Но пока он стремительно скакал через Сибирь в Петербург, в Москве случилось непредвиденное событие – Пётр Второй, которому только что исполнилось четырнадцать лет, вдруг заболел оспой и 19 января 1730 года умер.

Долгорукие и Голицыны стали решать, кому отдать императорскую корону. Старшая дочь Петра Первого к этому времени уже умерла, и оставалась только младшая, Елизавета. Это была двадцатилетняя девушка, здоровая, весёлая, деятельная и очень похожая на отца лицом. Но Долгоруких и Голицыных как раз это и страшило. Они от всей души ненавидели её отца и его новшества. У Петра Первого была племянница Анна, дочь его брата Ивана, с которым когда-то, в детстве, при регентстве царевны Софьи, он вместе сидел на русском престоле. Эту Анну Пётр выдал замуж за герцога Курляндского, но она скоро овдовела и теперь жила у себя в Курляндии, в Митаве. Едва маленький Пётр Второй умер, Долгорукие и Голицыны поспешно, чтобы не дать сторонникам Елизаветы опомниться, провозгласили Анну императрицей.

Они знали, что Анна, не любила cвоего дядю, и рассчитывали, что она станет их союзницей. Однако, чтобы перестраховать себя на всякий случай, они решили поставить Анне некоторые условия. Эти условия были таковы: Анна царствует, а власть остаётся в руках нескольких старинных аристократических родов. Они написали эти условия и отправили Анне в Митаву на подпись.

И Анна, которой не терпелось царствовать, подписала.

Это было полное торжество антипетровской боярской партии. Но торжество это длилось недолго. 15 февраля 1730 года Анна въехала в Москву и сразу обнаружила, что тут все крайне недовольны властью Долгоруких и подписанными ею условиями. Недовольны были униженные Долгорукими сенаторы, чиновники, купцы, мелкопоместные дворяне и, главное, офицеры созданной Петром гвардии, державшие в своих руках единственную реальную силу – солдат. И Анна сразу сообразила, что ей не нужны ни Долгорукие, ни Голицыны. 25 февраля она порвала ограничивавшие её власть условия, прогнала Долгоруких и объявила, что будет править по заветам Петра.

Случилось это за пять дней до возвращения Беринга в Петербург.
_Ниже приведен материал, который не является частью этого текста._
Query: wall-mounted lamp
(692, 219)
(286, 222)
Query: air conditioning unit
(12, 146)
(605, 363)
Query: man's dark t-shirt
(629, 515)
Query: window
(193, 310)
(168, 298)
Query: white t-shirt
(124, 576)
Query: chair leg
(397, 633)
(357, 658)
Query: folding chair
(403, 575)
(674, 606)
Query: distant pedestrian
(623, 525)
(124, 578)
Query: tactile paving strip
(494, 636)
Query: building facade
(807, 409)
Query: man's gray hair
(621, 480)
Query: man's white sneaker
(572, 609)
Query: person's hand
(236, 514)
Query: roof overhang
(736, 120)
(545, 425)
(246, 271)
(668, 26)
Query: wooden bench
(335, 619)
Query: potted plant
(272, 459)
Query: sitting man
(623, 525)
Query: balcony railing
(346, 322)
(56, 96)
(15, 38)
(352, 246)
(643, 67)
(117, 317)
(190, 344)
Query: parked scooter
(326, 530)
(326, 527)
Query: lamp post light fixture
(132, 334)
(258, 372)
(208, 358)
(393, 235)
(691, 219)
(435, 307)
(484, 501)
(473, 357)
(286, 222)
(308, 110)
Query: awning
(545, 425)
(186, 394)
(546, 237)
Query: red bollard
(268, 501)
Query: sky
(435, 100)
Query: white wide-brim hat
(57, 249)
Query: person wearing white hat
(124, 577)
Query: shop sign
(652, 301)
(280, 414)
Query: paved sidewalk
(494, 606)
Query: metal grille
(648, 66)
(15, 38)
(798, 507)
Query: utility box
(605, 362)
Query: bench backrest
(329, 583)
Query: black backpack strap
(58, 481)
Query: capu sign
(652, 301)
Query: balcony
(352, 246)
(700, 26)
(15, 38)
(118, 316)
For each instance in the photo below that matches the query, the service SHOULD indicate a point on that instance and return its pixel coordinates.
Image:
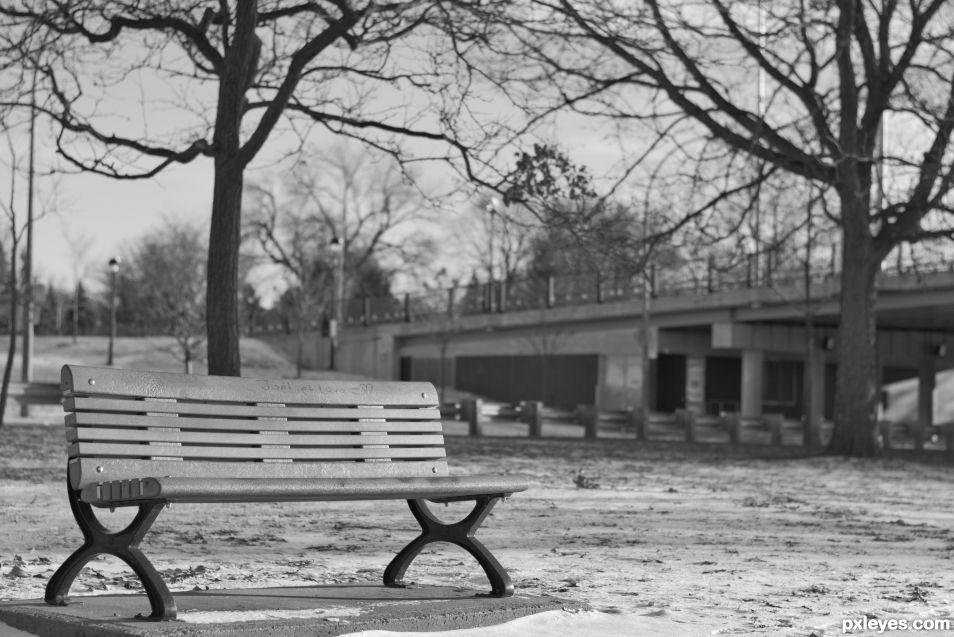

Если бы Беринг вернулся в Петербург до переворота 25 февраля 1730 года, его дальнейшая судьба сложилась бы, вероятно, совсем иначе. Долгоруким и Голицыным не было никакого дела до того, соединяется ли Азия с Америкой и широко ли море между Америкой и Камчаткой. Главное, не было им никакого дела до указа Петра – все петровские затеи были им ненавистны. Если бы Беринг вернулся, когда они стояли у власти, никто не стал бы спрашивать с него отчёта о его путешествии. Он, как петровский деятель, либо попал бы в опалу, либо был бы отпущен за границу, либо, в лучшем случае, был бы оставлен на флоте, получил бы какую-нибудь незначительную должность и мирно дожил бы свои дни.

Но всё получилось не так. За пять дней до его приезда Долгорукие и Голицыны были свергнуты, и власть опять находилась в руках у сторонников петровских преобразований. Императрица Анна, никогда прежде не любившая Петра, теперь клялась во всех манифестах, что будет править по заветам своего великого дяди. Петровские указы снова неукоснительно выполнялись.

Беринг отправился в путешествие по приказанию Петра, и, когда он вернулся, от него потребовали подробного отчёта, чтобы установить, точно ли он выполнил всё ему приказанное.

Адмиралтейств-коллегия изучила его отчёт, сравнила с инструкцией Петра и без труда установила, что он её выполнил далеко не всю. Правда, своим плаваньем он доказал, что Азия нигде не соединяется с Америкой южнее 67–го градуса северной широты. Но, может быть, оба материка соединяются севернее? Кроме того, он вообще не видел американских берегов и, следовательно, не мог дать никакого ответа на вопрос, далеко ли от Азии до Америки.

Таким образом, адмиралтейств-коллегия полностью признала правильность того, что на «Гаврииле» доказывал Берингу Чириков. Инструкция Петра не выполнена, а между тем она должна быть выполнена во что бы то ни стало. Пётр поручил выполнение инструкции Берингу, Шпанбергу и Чирикову. Следовательно, Беринг, Шпанберг и Чириков должны снова отправиться на Тихий океан и не возвращаться, пока не установят, далеко ли от Азии до Америки.

Итак, нужно было всё начинать сначала.